> On Oct. 20, 2018, 6:57 p.m., Ashutosh Chauhan wrote:
> >

Overall latest version of the patch LGTM. It is a bit messy that all this logic 
lives here and probably we could rely on inspectors and existing logic to make 
everything cleaner. Let's get this one in, and we can tackle in follow-up.


> On Oct. 20, 2018, 6:57 p.m., Ashutosh Chauhan wrote:
> > ql/src/test/results/clientpositive/alter_partition_coltype.q.out
> > Line 163 (original), 163 (patched)
> > <https://reviews.apache.org/r/69019/diff/2/?file=2101643#file2101643line163>
> >
> >     String and int comparison happens in double. So, should this be 3.0D ?

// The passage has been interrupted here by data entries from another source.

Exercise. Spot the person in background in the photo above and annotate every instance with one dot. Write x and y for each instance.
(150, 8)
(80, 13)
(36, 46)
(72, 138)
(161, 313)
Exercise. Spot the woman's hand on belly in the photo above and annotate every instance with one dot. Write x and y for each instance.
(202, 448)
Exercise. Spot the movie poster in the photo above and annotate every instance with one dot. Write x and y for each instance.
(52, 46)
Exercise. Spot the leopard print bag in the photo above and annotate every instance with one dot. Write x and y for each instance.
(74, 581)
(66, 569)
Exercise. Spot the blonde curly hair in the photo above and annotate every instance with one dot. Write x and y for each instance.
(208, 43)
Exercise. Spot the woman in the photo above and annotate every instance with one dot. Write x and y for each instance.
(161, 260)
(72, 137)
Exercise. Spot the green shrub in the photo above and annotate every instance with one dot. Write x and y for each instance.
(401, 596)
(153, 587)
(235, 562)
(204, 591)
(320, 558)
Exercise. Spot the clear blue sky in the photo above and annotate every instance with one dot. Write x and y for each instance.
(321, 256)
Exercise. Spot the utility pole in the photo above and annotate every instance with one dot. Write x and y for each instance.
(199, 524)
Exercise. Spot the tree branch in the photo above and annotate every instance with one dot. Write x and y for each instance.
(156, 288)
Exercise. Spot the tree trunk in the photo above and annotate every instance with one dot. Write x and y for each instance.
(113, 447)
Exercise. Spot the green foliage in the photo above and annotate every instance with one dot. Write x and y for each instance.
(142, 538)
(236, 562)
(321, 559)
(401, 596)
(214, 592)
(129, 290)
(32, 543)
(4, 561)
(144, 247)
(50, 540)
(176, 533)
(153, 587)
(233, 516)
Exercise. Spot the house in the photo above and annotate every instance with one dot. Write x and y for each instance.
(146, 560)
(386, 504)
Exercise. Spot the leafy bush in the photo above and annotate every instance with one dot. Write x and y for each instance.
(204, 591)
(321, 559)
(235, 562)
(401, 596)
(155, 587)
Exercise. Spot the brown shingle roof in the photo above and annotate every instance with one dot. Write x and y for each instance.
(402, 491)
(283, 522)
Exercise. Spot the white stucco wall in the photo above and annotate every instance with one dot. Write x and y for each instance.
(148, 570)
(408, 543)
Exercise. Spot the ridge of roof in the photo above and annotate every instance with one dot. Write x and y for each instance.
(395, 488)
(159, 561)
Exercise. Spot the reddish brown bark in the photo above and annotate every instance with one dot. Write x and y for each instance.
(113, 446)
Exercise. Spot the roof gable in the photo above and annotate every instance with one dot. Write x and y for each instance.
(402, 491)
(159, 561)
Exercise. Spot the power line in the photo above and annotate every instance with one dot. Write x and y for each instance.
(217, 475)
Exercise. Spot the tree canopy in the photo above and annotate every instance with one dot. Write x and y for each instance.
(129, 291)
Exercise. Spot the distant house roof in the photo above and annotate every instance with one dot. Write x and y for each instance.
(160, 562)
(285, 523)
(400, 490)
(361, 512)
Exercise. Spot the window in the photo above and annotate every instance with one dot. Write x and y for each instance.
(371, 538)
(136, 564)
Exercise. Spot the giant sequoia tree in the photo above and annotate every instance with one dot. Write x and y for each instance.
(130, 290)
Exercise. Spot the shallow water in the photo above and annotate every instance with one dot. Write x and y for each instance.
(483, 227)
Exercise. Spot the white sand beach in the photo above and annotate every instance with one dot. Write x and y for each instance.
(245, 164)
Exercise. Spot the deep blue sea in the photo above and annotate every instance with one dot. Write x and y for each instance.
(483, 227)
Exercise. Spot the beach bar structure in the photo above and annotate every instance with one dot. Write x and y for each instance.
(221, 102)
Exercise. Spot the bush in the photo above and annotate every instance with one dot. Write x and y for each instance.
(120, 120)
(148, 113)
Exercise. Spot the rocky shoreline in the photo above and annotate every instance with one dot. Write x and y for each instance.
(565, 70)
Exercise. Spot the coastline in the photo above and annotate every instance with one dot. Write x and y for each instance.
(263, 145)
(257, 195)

This has to do with the way that Calcite generates the SQL. I will create a 
follow-up.


> On Oct. 20, 2018, 6:57 p.m., Ashutosh Chauhan wrote:
> > ql/src/test/results/clientpositive/in_typecheck_pointlook.q.out
> > Lines 56 (patched)
> > <https://reviews.apache.org/r/69019/diff/2/?file=2101646#file2101646line56>
> >
> >     I expected 'Unknown' should have been char of length 6. Is there a 
> > reason to expand the length to 10?
> >     As I mentioned previously if constant is of smaller length, then it 
> > doesn't make a difference, but is unnecessary, but if constant is of bigger 
> > length then LHS, then char::compare() actually truncates constant, so it 
> > better to create char with original length of constant.
> 
> Zoltan Haindrich wrote:
>     It worked before the other way around; constants are expanded to the 
> target type - the addition I've made is that if the constant is longer; then 
> its made invalid
> 
> Ashutosh Chauhan wrote:
>     I think its better to let runtime dictacte the semantics in such cases. 
> So, we just create constant char of its original length and then whatever 
> runtime does with it, we will get that, instead of us "pre-processing" value 
> at compile time. Other way to think about this is if there are 2 cols of 
> char(5) and char(10) what will runtime do? Runtime already has logic to 
> handle such cases, we let it handle that.

bq. I've made is that if the constant is longer; then its made invalid
I have moved this logic away in latest patch, we can add it in follow-up, as it 
seems to me that should not be enforced in creation of HiveChar object.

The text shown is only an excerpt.